Whether you are preparing for maternity leave, about to return to work after a baby or have already made the transition, the experts at Medela recommend considering these important workplace qualities:
Time and space. Employers are required to provide reasonable break time for an employee to express breast milk for one year after the child’s birth. Employers are also required to provide a place, other than a bathroom, that is shielded from view and free from intrusion from coworkers and the public which may be used by an employee to express breast milk. If you are planning to pump, check to see if your office has a private space to do so, and ensure there are accommodations to allow you to properly clean and sanitize your breast pump.
Travel considerations. If you are required to travel for work, look into your company’s existing policy on breast milk shipping and storage. With more women in the workforce, some companies include breast milk shipping as a benefit for women who have recently given birth who may need to travel.
Supportive resources. Some companies provide educational resources about continuing to breastfeed while working full-time. Ask if your employer provides resources to help you navigate the demands of breastfeeding, or if it provides access to virtual on-demand support such as a lactation consultant. See if your employer can connect you to another mom or parent who can help you or offer advice as you make the transition.
Other accommodations. As breast milk feeding becomes increasingly commonplace, companies are implementing policies to better accommodate working parents. Examples include extended parental leave, flexible hours, on-site child care and access to programs such as March of Dimes’ Healthy Babies Healthy Business program and New Moms’ Healthy Returns, a resource for employers created by Medela and Mamava.
3 Tips for Breastfeeding at Work
Returning to work after the birth of a baby demands organization and prioritization. This is especially true for parents who want to continue breastfeeding. Consider these tips when planning the transition:
Know your legal rights.Educate yourself on your federally protected rights so you can take a stand if your rights aren’t respected. Employers in the U.S. are required to provide breastfeeding moms with a private place and reasonable break time to pump.

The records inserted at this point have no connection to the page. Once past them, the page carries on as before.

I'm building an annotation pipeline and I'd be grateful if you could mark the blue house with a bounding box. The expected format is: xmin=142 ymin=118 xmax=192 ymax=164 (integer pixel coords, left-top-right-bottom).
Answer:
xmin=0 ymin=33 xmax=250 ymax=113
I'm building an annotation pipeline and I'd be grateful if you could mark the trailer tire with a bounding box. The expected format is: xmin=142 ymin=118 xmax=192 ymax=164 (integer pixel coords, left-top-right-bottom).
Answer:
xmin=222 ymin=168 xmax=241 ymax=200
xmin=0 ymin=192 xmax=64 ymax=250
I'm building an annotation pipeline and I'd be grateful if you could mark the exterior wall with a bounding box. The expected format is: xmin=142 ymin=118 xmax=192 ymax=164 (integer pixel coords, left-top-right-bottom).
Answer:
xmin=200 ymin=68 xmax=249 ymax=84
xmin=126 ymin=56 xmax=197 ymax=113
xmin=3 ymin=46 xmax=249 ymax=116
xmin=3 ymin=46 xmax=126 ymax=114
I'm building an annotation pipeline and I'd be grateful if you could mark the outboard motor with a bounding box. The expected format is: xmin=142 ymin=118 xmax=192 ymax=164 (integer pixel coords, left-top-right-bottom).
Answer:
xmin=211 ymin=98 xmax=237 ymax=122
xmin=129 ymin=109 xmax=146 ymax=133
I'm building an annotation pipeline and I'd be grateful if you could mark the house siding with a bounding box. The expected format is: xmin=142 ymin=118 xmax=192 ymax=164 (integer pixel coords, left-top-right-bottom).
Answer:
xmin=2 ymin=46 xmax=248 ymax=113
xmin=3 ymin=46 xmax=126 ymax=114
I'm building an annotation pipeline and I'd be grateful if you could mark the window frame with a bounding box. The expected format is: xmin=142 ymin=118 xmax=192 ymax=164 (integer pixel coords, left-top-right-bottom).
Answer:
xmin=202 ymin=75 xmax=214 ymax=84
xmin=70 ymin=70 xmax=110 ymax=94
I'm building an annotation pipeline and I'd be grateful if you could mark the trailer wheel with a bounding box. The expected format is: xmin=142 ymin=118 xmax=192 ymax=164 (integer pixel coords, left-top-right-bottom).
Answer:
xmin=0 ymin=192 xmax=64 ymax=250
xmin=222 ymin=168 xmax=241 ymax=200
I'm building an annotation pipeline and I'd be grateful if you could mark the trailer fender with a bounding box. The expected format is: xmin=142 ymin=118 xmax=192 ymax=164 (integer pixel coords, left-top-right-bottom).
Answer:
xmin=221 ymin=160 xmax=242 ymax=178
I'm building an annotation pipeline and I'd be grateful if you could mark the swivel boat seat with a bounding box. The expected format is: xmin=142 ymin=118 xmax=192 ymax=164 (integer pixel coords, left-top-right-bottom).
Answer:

Bring a backup. Consider keeping a spare breast pump kit in your car or at your office, just in case you find yourself without the parts you need to pump, like storage bags. You may even consider an extra breast pump to eliminate the hassle of carrying one back and forth.
Reduce unnecessary stressors. Stress can affect your milk supply and make pumping more difficult. It can be a challenge to manage all the stressors, but finding a space at work that feels calm and peaceful can make a difference. Make signs so you’re not interrupted, and schedule time on your calendar so colleagues know you’re not available.